Как жаль было Николаю, что он плохо понимал крестьянскую долю, не представлял себе жизни мещан, а о мастеровых знал только то, что успел узнать от Тани.
Мастеровые внушали ему невольное уважение. Многие из них думали над тем, что такое жизнь, и, несмотря на тяжелые условия своего труда и быта, читали книги. И когда он встречал внимательный взгляд Хвостова, питерского мастерового, он подчас хотел сказать ему что-то такое, из чего Хвостов понял бы, что поручик Логунов…
Тут мысли поручика Логунова теряли ясность, он не мог себе представить, что должен был Хвостов понять. То, что у Логунова есть сестра Таня и что несколько раз он по ее поручению возил нелегальную литературу, или то, что он вообще хочет блага всем людям и не сторонник разделения людей на классы и сословия?
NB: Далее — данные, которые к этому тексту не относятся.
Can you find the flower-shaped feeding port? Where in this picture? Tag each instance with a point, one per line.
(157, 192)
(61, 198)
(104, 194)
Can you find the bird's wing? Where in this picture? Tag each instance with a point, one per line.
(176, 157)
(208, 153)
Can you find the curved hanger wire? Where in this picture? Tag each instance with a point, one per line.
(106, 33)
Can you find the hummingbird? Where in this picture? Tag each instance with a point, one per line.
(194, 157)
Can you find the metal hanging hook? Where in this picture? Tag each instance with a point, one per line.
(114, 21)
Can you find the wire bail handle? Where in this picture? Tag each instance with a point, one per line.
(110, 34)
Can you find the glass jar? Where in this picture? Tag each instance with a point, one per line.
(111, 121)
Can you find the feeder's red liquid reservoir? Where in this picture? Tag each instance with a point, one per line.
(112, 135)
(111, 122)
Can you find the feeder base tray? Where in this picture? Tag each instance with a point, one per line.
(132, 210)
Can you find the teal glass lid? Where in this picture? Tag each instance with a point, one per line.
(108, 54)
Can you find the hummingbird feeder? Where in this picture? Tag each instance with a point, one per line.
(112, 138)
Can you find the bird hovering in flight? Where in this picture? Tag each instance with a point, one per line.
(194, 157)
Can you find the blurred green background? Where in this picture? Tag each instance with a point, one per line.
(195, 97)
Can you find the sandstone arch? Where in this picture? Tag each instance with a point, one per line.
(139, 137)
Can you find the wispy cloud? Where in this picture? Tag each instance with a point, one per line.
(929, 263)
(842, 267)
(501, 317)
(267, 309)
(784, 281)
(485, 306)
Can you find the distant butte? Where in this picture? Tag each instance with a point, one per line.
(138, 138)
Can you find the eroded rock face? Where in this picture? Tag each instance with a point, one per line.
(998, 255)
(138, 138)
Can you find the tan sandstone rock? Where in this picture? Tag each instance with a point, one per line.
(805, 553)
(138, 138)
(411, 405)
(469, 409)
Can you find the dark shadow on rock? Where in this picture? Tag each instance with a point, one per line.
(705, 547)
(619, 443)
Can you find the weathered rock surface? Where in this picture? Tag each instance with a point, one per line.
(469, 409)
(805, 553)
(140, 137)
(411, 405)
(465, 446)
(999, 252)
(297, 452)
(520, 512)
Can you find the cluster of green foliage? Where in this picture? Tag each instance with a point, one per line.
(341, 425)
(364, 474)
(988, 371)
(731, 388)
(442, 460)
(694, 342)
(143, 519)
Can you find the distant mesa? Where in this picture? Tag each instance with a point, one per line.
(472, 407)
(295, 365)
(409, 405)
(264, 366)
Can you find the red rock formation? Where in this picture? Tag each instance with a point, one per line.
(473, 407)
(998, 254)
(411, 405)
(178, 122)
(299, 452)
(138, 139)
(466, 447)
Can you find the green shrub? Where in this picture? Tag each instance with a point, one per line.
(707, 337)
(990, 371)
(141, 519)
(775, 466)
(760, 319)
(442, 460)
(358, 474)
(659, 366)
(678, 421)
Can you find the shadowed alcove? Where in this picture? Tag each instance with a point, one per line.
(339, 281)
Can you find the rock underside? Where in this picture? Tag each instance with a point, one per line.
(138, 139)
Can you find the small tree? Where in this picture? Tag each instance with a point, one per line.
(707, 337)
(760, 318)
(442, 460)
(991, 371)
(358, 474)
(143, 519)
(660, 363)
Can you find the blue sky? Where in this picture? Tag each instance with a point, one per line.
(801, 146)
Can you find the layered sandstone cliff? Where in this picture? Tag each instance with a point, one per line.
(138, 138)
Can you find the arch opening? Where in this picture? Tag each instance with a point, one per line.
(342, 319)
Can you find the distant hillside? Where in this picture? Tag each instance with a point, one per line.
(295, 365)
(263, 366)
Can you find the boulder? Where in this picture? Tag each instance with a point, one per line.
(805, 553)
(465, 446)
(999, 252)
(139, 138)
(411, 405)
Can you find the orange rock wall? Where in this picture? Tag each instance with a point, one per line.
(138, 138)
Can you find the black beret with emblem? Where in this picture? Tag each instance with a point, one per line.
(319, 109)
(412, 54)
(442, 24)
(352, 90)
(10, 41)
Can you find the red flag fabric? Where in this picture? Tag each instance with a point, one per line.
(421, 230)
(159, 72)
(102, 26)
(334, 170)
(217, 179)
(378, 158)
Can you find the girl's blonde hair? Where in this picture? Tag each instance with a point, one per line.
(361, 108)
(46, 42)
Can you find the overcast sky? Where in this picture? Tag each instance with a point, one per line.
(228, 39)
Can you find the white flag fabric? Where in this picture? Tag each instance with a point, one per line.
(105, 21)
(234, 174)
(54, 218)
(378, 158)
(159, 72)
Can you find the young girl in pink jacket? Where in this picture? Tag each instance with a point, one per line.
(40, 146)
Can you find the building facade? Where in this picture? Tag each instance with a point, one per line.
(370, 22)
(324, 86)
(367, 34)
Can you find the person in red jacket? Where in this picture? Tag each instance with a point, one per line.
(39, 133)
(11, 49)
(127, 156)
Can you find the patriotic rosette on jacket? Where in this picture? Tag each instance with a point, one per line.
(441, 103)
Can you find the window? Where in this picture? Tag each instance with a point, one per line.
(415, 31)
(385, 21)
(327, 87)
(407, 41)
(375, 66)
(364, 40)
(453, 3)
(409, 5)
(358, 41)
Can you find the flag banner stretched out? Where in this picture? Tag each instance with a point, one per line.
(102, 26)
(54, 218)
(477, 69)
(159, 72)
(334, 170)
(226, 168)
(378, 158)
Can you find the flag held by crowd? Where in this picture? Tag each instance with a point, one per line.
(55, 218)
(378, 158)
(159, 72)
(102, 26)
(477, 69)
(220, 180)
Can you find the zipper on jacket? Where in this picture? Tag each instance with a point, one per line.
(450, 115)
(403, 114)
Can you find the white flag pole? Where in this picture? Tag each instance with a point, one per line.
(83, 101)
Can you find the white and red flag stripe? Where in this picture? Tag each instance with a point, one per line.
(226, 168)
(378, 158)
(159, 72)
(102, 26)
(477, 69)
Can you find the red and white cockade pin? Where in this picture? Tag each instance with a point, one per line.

Логунов не умел найти для этого слов, но все-таки поговорил с Хвостовым.
— На каком заводе ты работал? — спросил он его однажды.
— На Невском, ваше благородие.
— Я, Хвостов, тоже питерский. Невский завод…
Невская застава?…
— Так точно, ваше благородие.
— В армию ты попал с завода?
— Только не с питерского, ваше благородие. В последнее время я работал во Владивостоке, в Портовых мастерских.
— А там что, мастеровые не нужны?
Хвостов усмехнулся и внимательно посмотрел в глаза поручику. Минуту колебался, потом ответил:
— Так точно. У меня вышла маленькая неприятность. Из мастерских меня, изволите видеть, погнали.
— Плохо работал, что ли?
— Должно быть, коли стал неугоден.
Хвостов говорил с легкой усмешкой, что делало его разговор с офицером не похожим на обычный солдатский разговор. Эта усмешка понравилась Логунову.